Джон Манн
Что делает: Специалист по связям с общественностью
Откуда: Вашингтон, США
«Я приехал в Москву в августе 2001 года. Как раз недавно считал: исполнилось 16 лет. До этого пять лет прожил в Алма-Ате. Все произошло логично: я родом из Вашингтона, учился в маленьком университете под названием Гарвард, где занимался политологией и Советским Союзом. Все думают, что американцы редко смотрят за пределы своей страны, мало путешествуют по миру, и это иногда действительно так.
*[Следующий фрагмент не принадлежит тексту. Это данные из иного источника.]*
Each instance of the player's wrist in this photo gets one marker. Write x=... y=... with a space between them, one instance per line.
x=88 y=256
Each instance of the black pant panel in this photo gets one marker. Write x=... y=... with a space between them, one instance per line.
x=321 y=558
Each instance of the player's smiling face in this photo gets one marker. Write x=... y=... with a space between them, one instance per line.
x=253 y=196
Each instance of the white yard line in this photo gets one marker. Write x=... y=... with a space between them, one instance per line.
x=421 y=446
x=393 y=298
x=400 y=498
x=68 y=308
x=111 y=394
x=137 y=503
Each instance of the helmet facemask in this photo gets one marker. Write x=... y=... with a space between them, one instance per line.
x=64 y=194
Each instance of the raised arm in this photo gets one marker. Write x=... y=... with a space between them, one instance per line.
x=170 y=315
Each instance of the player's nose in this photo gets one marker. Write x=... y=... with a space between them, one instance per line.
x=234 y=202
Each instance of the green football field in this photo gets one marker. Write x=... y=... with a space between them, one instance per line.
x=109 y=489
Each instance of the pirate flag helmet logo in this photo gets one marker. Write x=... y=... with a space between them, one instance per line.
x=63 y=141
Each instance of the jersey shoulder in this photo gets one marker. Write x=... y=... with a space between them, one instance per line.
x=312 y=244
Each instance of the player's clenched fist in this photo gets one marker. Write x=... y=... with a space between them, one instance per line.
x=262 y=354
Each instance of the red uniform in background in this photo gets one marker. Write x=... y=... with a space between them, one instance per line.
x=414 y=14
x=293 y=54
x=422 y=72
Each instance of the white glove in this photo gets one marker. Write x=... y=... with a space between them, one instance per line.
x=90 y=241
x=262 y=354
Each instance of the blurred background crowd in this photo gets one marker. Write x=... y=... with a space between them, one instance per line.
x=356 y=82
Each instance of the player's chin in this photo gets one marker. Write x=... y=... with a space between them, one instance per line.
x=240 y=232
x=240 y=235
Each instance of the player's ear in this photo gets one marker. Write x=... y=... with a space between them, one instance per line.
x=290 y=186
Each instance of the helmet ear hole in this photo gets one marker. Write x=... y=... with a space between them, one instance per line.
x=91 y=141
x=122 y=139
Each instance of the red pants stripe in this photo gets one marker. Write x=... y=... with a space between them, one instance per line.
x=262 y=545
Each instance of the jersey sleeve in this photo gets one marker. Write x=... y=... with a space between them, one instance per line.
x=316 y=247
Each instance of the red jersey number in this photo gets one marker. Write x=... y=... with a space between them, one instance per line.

Но я не был таким человеком — мне все вокруг было интересно. Советский Союз в конце 1980-х был главным врагом США: чего только Рейган об СССР не говорил! Мне не нравилось составлять мнение только на основе статей в газетах, поэтому в университете я решил изучать историю коммунизма. Люблю хвастаться, как, будучи студентом, предсказал распад Югославии. Мой профессор сказал, что этого не может быть, но прошло два года — и Словения вышла из состава страны.
Я отвлекся. Так вот, все это было мне очень интересно, поэтому когда в 1995 году мне предложили работу в Американо-казахском совете в Вашингтоне, у меня было большое преимущество. Я знал, где Казахстан находится, — в отличие от всех остальных кандидатов. Русский язык я, правда, не изучал — что тут поделаешь, я не утренний человек, а занятия в университете шли в девять утра. Пришлось быстро наверстывать и заниматься языком по вечерам после работы — летом 1996 года, всего 6 недель.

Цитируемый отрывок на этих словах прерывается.